As I understand it, as he hasn't been there 2 years they can sack him for any or no reason, but I seem to remember there is some redress if it's a health and safety issue?
Sorry. I think there is more to it
Tell him to speak to acas
He can indeed claim unfair dismissal despite not having 2 years service if he was dismissed for taking action about a health and safety issue. He has 3 months less one day from the date of dismissal to contact ACAS for early conciliation with a view to making an employment tribunal claim.
Yes, ACAS was my first suggestion, although initially I thought there probably wasn't much they could do, but somewhere in the back of my mind I thought H&S might be different.

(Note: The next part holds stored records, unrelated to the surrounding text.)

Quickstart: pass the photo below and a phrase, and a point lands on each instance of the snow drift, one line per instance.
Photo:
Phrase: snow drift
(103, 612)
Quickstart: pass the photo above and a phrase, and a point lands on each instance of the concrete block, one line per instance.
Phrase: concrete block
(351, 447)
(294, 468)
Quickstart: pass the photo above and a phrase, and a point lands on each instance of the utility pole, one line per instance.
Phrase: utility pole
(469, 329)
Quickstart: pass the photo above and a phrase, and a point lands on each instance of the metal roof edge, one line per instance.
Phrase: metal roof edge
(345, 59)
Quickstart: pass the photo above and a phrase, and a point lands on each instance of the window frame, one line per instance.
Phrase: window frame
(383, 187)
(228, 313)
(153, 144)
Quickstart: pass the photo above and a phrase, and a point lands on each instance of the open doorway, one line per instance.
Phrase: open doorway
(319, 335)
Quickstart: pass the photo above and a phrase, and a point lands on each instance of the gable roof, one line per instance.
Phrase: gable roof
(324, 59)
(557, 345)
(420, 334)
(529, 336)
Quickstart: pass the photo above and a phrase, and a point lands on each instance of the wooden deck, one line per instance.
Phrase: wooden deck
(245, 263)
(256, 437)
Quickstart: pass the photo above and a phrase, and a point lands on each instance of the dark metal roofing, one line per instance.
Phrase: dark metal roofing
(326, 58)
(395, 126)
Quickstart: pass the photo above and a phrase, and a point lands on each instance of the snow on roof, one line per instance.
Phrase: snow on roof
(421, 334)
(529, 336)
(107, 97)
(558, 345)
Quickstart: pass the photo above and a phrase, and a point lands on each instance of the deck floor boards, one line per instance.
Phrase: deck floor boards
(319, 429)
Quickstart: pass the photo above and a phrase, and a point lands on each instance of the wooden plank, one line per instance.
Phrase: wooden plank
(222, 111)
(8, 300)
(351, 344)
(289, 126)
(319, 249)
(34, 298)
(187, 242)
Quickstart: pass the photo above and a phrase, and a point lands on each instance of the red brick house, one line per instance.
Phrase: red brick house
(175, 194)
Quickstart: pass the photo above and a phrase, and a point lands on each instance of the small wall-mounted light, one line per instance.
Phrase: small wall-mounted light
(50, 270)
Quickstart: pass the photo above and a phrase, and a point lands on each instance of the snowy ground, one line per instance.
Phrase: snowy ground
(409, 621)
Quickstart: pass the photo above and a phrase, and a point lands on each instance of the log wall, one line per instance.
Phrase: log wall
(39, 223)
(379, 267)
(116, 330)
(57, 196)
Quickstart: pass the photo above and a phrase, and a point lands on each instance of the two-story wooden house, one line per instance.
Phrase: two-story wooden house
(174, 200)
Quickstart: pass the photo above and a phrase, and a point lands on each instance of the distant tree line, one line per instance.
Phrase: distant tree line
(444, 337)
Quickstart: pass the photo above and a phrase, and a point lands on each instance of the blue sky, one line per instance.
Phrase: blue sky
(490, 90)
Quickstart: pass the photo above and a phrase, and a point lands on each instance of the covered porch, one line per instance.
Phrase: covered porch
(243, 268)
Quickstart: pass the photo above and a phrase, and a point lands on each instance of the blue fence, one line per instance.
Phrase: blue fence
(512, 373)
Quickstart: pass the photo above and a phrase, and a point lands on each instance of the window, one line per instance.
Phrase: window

As MrsSquiggler says, if he has been dismissed for taking action over a health & safety issue that is automatically unfair and the 2 year limit does not apply. ACAS will try to help him and the employer settle the dispute. If that fails your friend can take the matter to employment tribunal. But he needs to get moving.
I think this employee needs to talk through the specific circumstances with ACAS, because it sounds to me like there was more to it than you're aware of.
When they dismissed him, did they give him a specific reason why? Did they put anything in writing? Was it summary dismissal, ie pack your bag and leave?
Before lodging for Tribunal, he needs to be clear about the circumstances, as there will always be two sides to the story, his and the employer's. It doesn't stack up that someone who'd been working fine for 18 months would suddenly get the sack out of the blue, and because their employer asked them to do wiring when they knew he wasn't qualified. Sorry to sound sceptical, it just sounds odd to me.
Another thought.... If the employer perceived there was a potential risk for a public enquiry through various escalations he had tried to make re H&S concerns they could have used this latest episode to force the issue to part company.
Does the employee have any proof, either witnesses or dates and time plus circumstances he can use as evidence, as you can bet your bottom dollar they'll lie through their teeth if they can get away with it.